Bulk sediment SiO2, K2O, and TiO2, show strong positive correlations with Al2O3, indicating the dominance of terrigenous detritus. Relatively weak correlations are observed for Fe2O3, MgO, Na2O, MnO, and Ba against Al2O3, due to the widespread presence of authigenic and biogenic phases; that is, pyrite, dolomite and/or Mg-bearing calcite, halite (NaCl) precipitated from seawater, Mn hydroxides, and barite, respectively. Bulk sediment Ca primarily represents biogenic carbonate (CaCO3), and because of the incorporation of Sr into biogenic carbonates, both elements show an inverse relationship with Al. Elemental ratios of Ca/Ti, Si/Al, Ti/Al, Zr/Al, K/Al, Sr/Ca, and estimated biogenic Ba are potentially useful proxies for provenance, weathering, and productivity.

Physical properties data acquired from whole-round core measurements for Site U1588 are in good agreement with measurements carried out on split-core and discrete samples. A decrease in magnetic susceptibility (MS) at shallower depths follows sulfate reduction in sediment pore waters. The cyclic variations in MS, NGR, and L* values are distinct throughout all holes, showing lower NGR and MS values in carbonate-rich sediments with higher L* values, whereas higher MS and NGR values occur in clay-rich sediments with lower L* values. The gradually increasing values of bulk density, thermal conductivity, and P-wave velocity, and a decreasing trend in porosity are attributed to the compaction of sediments with increasing depth. X-ray imaging of the core sections revealed the presence of authigenic minerals and burrows, further evidence on gas expansion, and drilling disturbance.

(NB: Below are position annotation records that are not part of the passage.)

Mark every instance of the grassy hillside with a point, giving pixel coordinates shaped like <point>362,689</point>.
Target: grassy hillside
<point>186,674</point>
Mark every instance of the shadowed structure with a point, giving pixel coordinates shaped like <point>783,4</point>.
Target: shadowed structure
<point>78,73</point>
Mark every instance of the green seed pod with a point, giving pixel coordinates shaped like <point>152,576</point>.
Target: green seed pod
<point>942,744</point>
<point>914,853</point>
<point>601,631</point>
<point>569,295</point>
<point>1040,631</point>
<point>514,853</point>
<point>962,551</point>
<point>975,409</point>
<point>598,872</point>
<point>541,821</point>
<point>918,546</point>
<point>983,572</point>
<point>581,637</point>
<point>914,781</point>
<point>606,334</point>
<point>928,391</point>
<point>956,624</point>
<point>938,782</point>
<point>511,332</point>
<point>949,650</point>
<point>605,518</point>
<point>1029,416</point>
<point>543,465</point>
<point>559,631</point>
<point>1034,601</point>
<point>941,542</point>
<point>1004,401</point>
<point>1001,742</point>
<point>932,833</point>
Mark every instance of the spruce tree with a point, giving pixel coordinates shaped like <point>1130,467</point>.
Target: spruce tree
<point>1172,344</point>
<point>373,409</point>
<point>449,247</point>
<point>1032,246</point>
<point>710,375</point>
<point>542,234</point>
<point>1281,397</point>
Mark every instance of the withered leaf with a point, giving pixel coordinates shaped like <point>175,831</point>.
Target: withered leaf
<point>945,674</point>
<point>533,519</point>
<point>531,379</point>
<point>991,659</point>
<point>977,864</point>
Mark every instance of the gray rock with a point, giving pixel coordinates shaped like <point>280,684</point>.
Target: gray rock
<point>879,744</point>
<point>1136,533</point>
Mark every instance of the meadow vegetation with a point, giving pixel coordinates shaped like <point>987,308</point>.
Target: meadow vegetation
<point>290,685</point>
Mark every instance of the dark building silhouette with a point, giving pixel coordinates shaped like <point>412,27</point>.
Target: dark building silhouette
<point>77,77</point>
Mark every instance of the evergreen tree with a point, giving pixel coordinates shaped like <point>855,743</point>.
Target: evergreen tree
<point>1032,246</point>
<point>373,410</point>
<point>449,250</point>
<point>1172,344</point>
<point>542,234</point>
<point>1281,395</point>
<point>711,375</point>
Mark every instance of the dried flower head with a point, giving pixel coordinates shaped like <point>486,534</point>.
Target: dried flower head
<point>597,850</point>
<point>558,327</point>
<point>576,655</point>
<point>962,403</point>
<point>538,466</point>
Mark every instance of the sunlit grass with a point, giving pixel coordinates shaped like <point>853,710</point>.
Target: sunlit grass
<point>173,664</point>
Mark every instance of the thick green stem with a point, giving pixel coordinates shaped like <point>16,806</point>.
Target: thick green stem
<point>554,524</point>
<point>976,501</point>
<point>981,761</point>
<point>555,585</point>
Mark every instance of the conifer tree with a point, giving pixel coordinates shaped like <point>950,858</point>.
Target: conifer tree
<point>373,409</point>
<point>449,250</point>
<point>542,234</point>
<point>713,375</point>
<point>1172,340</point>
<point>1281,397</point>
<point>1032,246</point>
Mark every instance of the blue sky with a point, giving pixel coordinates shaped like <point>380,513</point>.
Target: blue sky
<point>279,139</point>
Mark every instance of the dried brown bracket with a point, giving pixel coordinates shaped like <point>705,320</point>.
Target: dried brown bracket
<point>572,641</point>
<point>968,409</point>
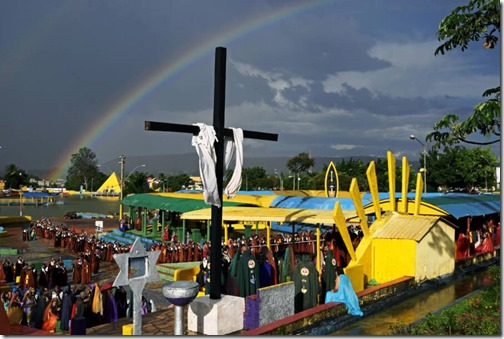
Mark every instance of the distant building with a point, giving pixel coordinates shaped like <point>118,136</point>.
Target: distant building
<point>197,183</point>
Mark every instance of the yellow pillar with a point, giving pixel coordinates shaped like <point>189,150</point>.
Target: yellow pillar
<point>418,193</point>
<point>405,184</point>
<point>373,188</point>
<point>391,170</point>
<point>319,268</point>
<point>268,235</point>
<point>355,194</point>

Downhole temperature measurements (APCT-3) were made in Hole U1588A at 30.7, 56.2, 87.7, and 116.2 m CSF-B. The calculated in situ sediment temperatures ranged from 12.12°C at 30.7 m CSF-B to 14.88°C at 116.2 m CSF-B, resulting in a geothermal gradient of 33.2°C/km. This value is slightly lower than that measured at Site 397-U1385 and the published value for the region.

Stratigraphic correlations between holes at Site U1588 were accomplished using Correlator software. Tie points were established using the MS from the Whole-Round Multisensor Logger, and NGR. A splice was constructed from 0 to 366 m core composite depth below seafloor, method B (CCSF-B) using four holes (Holes U1588A, U1588B, U1588C, and U1588D). The drilling and correlation strategies were unique at this site due to the severely expanded cores. A mixture of APC, full-advance XCB, and half-advance XCB coring was used for different levels of core expansion at each hole. Instead of CSF-A, the CSF-B depth method was used for the correlation. Considering the high-quality XCB cores and the high sedimentation rate at this site, the composite section was nearly complete with only one possible small gap.